The services supporting recovery are constructed so that they respect the autonomy of the resident and strengthen their participation.
3. Rehabilitation and empowerment of the resident
Staff meet and treat the client as an equal. Interaction with the client aims at building trust and an atmosphere of communality, which help the client to rehabilitate and empower themselves on their own terms.
The aim of dialogue and interaction is always to find solutions to the client’s situation together with them. This requires stripping away the employee’s position of power and adopting a new approach to work.
The resident is consistently given positive feedback on even the smallest of everyday achievements.
4. Integration into the community and society
In Housing First work, the resident gets help to make their dwelling feel like a home. A home is a prerequisite for the resident being able to organise their own life and to feel involved in it and their environment.
Having their own lease, for example, creates a feeling of permanence and thereby helps to feel connected to wider society. The resident is supported in keeping in contact with immediate networks such as their family.
In supported housing units, systematic neighbourhood work is done with residents. In addition to the aforementioned principles, a sense of community is also a strong guiding value of Housing First work in Finland.
Many housing units have made the living community their starting point, involving and empowering the individual through a strong sense of being a member of a community.
Who is homeless?
In services adhering to the Housing First principle, a homeless person refers to anyone who does not have their own rental or owner-occupied dwelling. Defining who is homeless is still difficult because people’s situations vary.
At worst, a homeless person sleeps rough on the street. Many, in turn, live temporarily with their relatives or friends. This kind of homelessness may not even appear in the statistics, in which case the phenomenon is called hidden homelessness.
In Finland, the most comprehensive housing statistics are collected by The Housing Finance and Development Centre of Finland (ARA).
In their statistics homelessness is divided into five categories:
- Those living rough, in stairwells, shelters, etc.
- Those staying in night shelters, accommodation establishments
- Those living in various institutions
- Released prisoners who do not have housing arranged
- Those in insecure accommodation, e.g. temporarily with friends or relatives
How does the Finnish model differ from the American Pathways Housing First model?
The Finnish Housing First model was born around the same time, but separately from the Pathways Housing First movement that started in the United States. The models have two key differences: In Finland, the residents pay the rent themselves.

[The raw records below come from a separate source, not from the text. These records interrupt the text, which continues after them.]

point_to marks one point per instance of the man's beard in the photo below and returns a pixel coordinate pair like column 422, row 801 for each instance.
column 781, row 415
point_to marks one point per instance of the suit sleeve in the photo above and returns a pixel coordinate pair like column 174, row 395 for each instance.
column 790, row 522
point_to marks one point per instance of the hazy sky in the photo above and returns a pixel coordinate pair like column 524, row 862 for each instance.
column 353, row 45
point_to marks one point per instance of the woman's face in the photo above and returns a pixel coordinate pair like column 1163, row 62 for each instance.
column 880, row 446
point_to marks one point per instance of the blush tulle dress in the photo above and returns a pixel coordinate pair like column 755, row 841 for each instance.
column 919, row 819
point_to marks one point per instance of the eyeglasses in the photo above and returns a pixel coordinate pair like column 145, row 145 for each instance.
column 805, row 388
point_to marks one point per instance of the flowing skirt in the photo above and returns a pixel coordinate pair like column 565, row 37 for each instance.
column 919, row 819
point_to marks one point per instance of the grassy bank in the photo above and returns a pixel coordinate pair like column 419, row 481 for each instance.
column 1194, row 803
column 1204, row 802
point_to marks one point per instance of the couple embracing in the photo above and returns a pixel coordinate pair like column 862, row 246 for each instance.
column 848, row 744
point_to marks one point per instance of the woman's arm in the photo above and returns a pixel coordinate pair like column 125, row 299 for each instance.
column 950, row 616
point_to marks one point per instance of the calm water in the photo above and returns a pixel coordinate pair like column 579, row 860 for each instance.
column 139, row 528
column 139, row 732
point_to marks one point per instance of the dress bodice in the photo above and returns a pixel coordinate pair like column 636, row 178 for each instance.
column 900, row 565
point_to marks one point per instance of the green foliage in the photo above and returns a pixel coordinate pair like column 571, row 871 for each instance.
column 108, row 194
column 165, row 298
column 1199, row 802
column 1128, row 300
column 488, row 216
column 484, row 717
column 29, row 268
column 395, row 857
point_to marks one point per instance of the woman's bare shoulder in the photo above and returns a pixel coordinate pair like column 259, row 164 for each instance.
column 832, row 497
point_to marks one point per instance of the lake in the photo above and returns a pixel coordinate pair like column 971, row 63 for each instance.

Just like any other Finn, they can apply for housing allowance and other support if they are not capable of paying it themselves.
In the United States, in turn, 30 percent of a resident’s income automatically goes towards the rent and the landlord or organisation that has arranged housing bears the responsibility for paying the rent.
Another difference is in how support is arranged for the residents. Unlike in the United States, in Finland a large multi-professional group is not automatically put together beforehand for treating a resident.
Support is instead offered for residents according to their needs, making use of the services that already exist in society. This is possible due to the high standard of social and health services.